Is There An Easy Fix To Corn And Soybean Demand?

If tariffs prove inefficient, a positive EPA result — or even an executive order — will do.

Jerry Gulke.jpg
(Top Producer)

In spite of promises of tariffs improving our agriculture lot in life, details have been scarce in frameworks. The only model we have to gauge future results was signed in President Donald Trump’s first term. In the Phase 1 document, item five of chapter six (page 55) reads:

“The Parties acknowledge that purchases will be made at market prices based on commercial considerations and that market conditions, particularly in the case of agricultural goods, may dictate the timing of purchases within any given year.”

Basically, China said they’d buy our goods if we were competitive, if they needed it and they would not throw their new trading friends (Brazil) under the bus. This made me skeptical then and concerned now. It would have been better to say they “shall” buy a defined amount of bushels per year. In legalese, the word “shall” is binding whereas “may, opportunity, or intent” have no teeth.

  • Tariff Deals. So far, only Vietnam’s framework deal has bushels referenced. India says it needs to protect its own agricultural base. Signed deals need to reference hard numbers (quantity or dollars) rather than vague terms.
  • Value-Added Focus. For years, I have mentioned the pitfalls of relying on one entity (China) to buy significant portions of our production. Finally, it appears we have a value-added focus under the new proposed EPA Renewable Fuel Standard mandate for biomass-based fuels. The mandate, which includes renewable diesel and biodiesel, is 5.61 billion gallons for 2026. That’s compared to the 2025 biomass-based diesel mandate of 3.35 billion gallons. To meet the proposed 2026 biofuel mandate, it would take about 1.38 billion bushels of soybeans, assuming current feedstock proportions remain constant. It is unrealistic to expect that kind of increase in acres, making alternative feedstock imports and biofuels themselves necessary.
  • Import Breakdown. In 2024, the U.S. imported about 441 million gallons of biodiesel from Canada, Germany, Spain and China. It would take about 62 million bushels of soybeans to replace 300,000 tons of tallow from Brazil, 633 million bushels to replace Canada’s 3.3 mmt of canola oil (which produces about 945 million gallons of biodiesel), and 244 million bushels to replace China’s 2.8 billion pounds of used cooking oil.
  • In 2026, the Blenders Tax Credit has been replaced by the Clean Fuel Production Credit (45Z). The 45Z credit structure is designed to favor domestic biodiesel production and make it more economically advantageous to use U.S.-sourced feedstocks. Canadian products will be eligible for the 45Z tax credits.

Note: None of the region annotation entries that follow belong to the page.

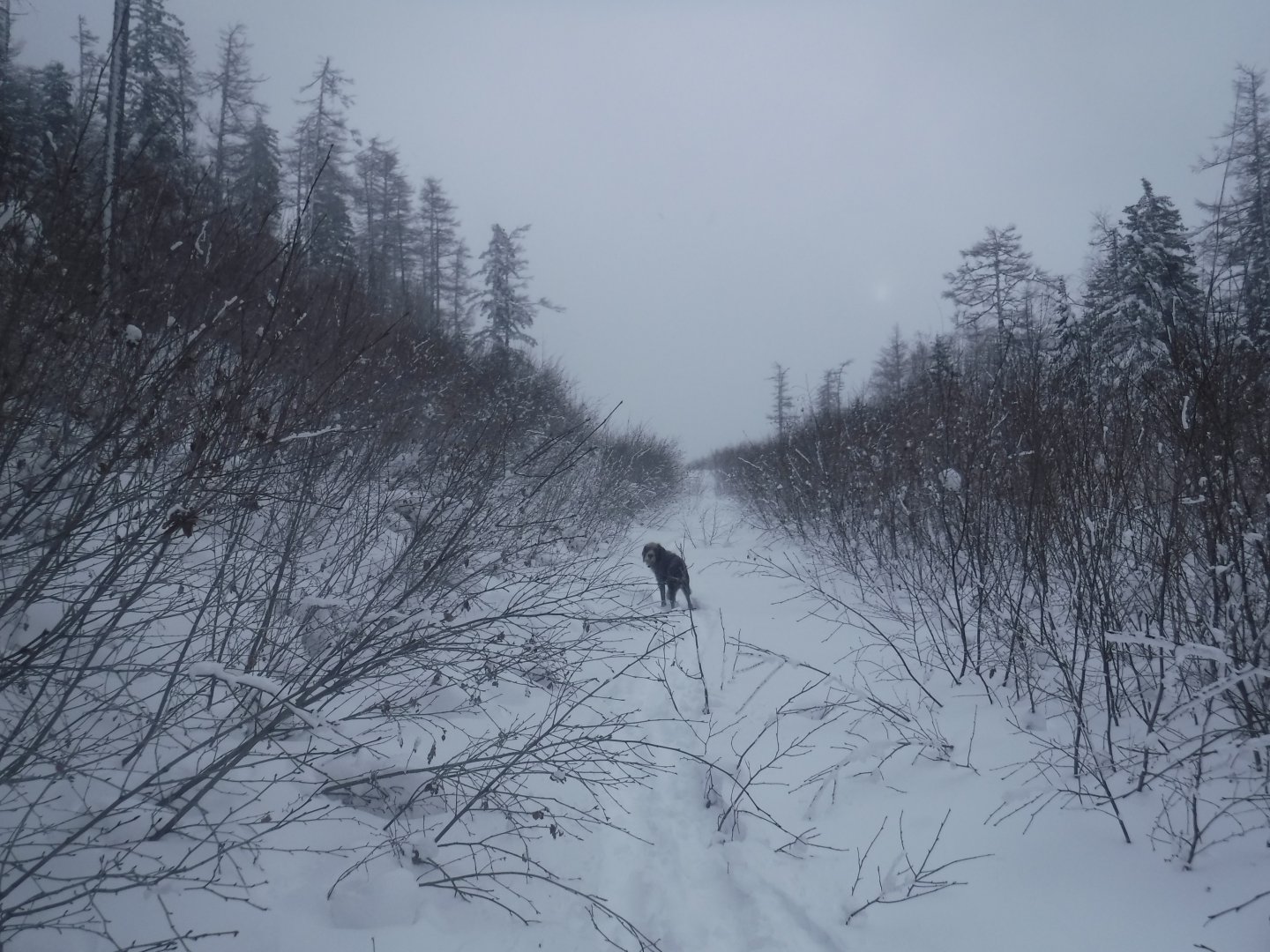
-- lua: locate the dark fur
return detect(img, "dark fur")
[643,542,692,612]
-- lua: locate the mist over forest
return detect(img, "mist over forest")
[0,0,1270,952]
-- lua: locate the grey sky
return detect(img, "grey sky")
[14,0,1270,456]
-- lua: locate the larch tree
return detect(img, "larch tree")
[202,23,262,201]
[353,138,414,309]
[944,225,1045,338]
[225,109,282,226]
[291,56,353,266]
[476,225,557,361]
[767,363,794,442]
[124,0,196,167]
[75,14,103,116]
[1204,66,1270,346]
[444,237,474,340]
[419,178,459,324]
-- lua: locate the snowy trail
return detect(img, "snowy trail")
[582,493,1270,952]
[174,491,1270,952]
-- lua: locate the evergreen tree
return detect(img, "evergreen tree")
[477,225,557,361]
[944,225,1045,338]
[225,109,282,222]
[419,178,459,324]
[75,14,106,116]
[202,23,262,199]
[124,0,196,166]
[355,138,414,309]
[1204,66,1270,346]
[291,56,353,266]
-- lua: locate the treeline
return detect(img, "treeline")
[709,69,1270,863]
[0,0,681,949]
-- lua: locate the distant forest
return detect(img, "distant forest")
[0,0,684,949]
[705,67,1270,873]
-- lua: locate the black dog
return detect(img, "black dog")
[644,542,692,612]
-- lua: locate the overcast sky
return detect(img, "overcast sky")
[12,0,1270,457]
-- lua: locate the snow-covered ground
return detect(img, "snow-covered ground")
[44,491,1270,952]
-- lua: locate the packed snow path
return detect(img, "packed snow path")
[179,491,1270,952]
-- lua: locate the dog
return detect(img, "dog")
[644,542,692,612]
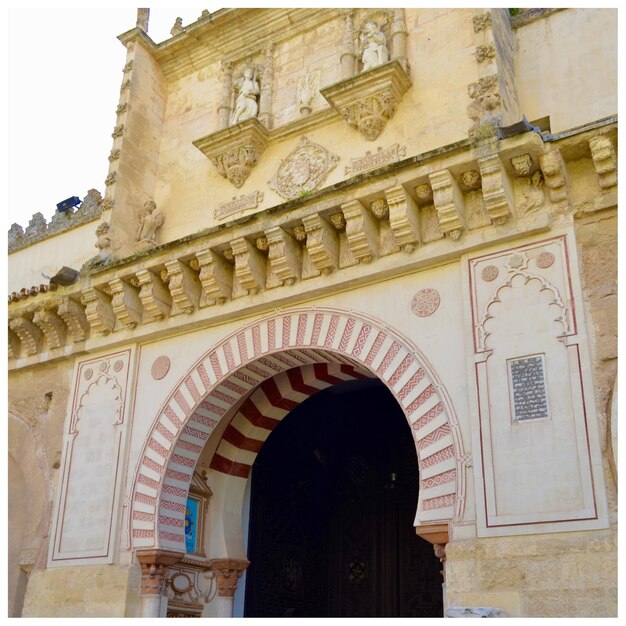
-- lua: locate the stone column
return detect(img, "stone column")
[217,61,233,130]
[259,44,274,130]
[209,559,250,617]
[341,9,356,80]
[136,548,185,617]
[391,9,409,73]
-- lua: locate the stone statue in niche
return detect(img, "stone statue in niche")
[137,200,165,246]
[298,72,320,115]
[518,170,544,214]
[230,67,261,126]
[360,21,389,72]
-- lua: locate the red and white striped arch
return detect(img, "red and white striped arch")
[131,309,465,551]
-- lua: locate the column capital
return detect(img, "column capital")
[135,548,185,595]
[209,559,250,598]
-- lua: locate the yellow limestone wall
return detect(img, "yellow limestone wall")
[446,530,617,617]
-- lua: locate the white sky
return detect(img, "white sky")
[4,2,224,229]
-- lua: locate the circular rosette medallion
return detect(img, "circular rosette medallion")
[270,137,338,199]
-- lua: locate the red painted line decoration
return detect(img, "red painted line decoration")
[131,309,464,549]
[352,324,372,356]
[398,368,426,400]
[237,331,248,362]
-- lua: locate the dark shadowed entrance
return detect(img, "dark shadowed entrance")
[245,379,443,617]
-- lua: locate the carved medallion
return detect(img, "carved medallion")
[411,287,441,317]
[269,137,339,200]
[481,265,499,283]
[535,252,554,269]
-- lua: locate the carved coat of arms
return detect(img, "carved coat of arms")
[269,137,339,200]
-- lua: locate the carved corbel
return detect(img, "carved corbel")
[9,317,43,356]
[230,237,267,295]
[321,59,411,141]
[341,200,378,263]
[165,259,202,315]
[539,148,568,208]
[193,118,269,189]
[478,154,515,224]
[82,287,115,335]
[385,185,420,252]
[7,328,20,359]
[429,170,465,239]
[265,226,302,287]
[57,298,89,343]
[589,135,617,191]
[209,559,250,598]
[135,269,172,323]
[135,548,185,596]
[302,213,339,274]
[33,308,66,348]
[196,250,233,307]
[109,278,143,328]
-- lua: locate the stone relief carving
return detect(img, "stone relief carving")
[269,137,339,199]
[135,200,165,246]
[359,20,389,72]
[467,74,500,139]
[345,143,406,176]
[230,66,261,126]
[518,170,544,214]
[298,70,320,115]
[213,191,263,220]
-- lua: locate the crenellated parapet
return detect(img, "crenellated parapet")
[8,119,617,368]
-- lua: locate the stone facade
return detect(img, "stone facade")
[8,8,617,617]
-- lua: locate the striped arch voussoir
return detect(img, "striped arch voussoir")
[131,309,464,551]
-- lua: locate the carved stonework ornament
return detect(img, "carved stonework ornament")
[321,59,411,141]
[345,143,406,176]
[269,137,339,200]
[193,118,269,189]
[213,191,263,220]
[411,287,441,317]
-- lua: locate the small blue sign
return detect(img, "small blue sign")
[185,498,199,552]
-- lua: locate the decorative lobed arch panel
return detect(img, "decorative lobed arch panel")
[130,308,466,552]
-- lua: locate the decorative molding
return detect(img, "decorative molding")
[192,118,269,189]
[302,215,339,274]
[209,559,250,598]
[341,200,378,263]
[213,191,263,220]
[478,154,514,224]
[385,185,420,253]
[345,143,406,176]
[429,170,465,239]
[57,298,90,343]
[321,60,411,141]
[33,308,67,349]
[265,226,302,287]
[196,250,233,307]
[268,137,339,200]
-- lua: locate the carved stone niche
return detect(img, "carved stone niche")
[320,59,412,141]
[193,118,269,189]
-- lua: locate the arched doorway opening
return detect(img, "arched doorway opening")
[244,378,443,617]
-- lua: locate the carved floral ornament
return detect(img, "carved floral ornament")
[268,137,339,200]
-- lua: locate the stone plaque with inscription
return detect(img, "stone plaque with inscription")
[508,354,549,422]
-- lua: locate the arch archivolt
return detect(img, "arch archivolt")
[131,308,466,551]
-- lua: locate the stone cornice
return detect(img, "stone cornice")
[9,119,616,369]
[118,8,340,80]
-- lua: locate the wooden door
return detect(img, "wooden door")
[245,381,442,617]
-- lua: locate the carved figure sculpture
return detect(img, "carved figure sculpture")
[230,67,261,125]
[137,200,165,245]
[360,22,389,72]
[518,170,544,215]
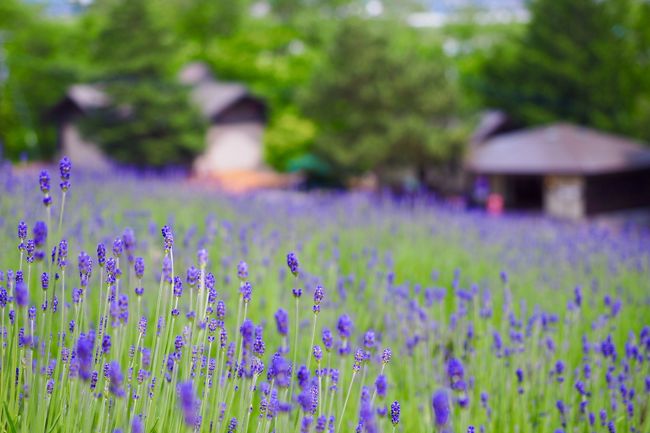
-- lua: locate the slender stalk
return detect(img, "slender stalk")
[336,371,357,432]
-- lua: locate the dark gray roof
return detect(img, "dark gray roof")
[466,123,650,174]
[66,84,109,111]
[191,81,251,119]
[59,62,263,120]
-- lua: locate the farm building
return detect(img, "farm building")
[466,123,650,219]
[47,63,267,177]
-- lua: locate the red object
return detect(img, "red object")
[486,193,503,215]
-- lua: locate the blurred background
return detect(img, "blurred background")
[0,0,650,218]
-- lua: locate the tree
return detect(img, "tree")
[476,0,638,137]
[0,0,79,159]
[82,0,205,166]
[302,19,463,181]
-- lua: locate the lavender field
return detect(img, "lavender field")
[0,160,650,433]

These stats suggest an easy fix to the oversupply of soybeans and corn. If tariffs prove inefficient, a positive EPA result — or even an executive order — will do. The final version of the EPA proposal is up for vote in November after the U.S. soybean harvest. Trump should know time is of the essence.

Any Good News?
The June 30 stocks report revealed the huge increase in on-farm relative to off-farm stocks we saw last year did not repeat. Producers took advantage of old crop premiums and sold in earnest. This suggests the capitulation we saw Aug 30, 2024 might not occur this year. A crop yield of 184 corn and 53.5 soybeans might be what price action is telling us, however. The market, through low prices, could force political action to stop the bleeding. That is what managing risk is all about.

December Corn Futures’ Demise.jpg
(Chart Source: CME/Gulke Group)

Price Speaks Volumes
The continuous weekly price chart for corn using September as the lead contract reveals while the media concentrated on not only the two important points I mentioned, but on likely hundreds more fundamentals on a weekly basis to analyze market outlook, ultimate price discovery told a different picture.

  • Post-Sept. 2024 rally ended Feb. 21. Corn, wheat and soybeans have trended down since.
  • Meteorologists blame new corn lows on favorable global weather.
  • Markets ignored weather and tariff talk, as no positive signals emerge.
  • The large speculator shows long positions maxed out near Feb. 21 and was net short April 16, increasing their short position thereafter for a $1-per-bushel gain.
  • Biomass feedstocks are trending up. December corn’s reversal higher is holding. The six-month price discovery may have got prices low enough.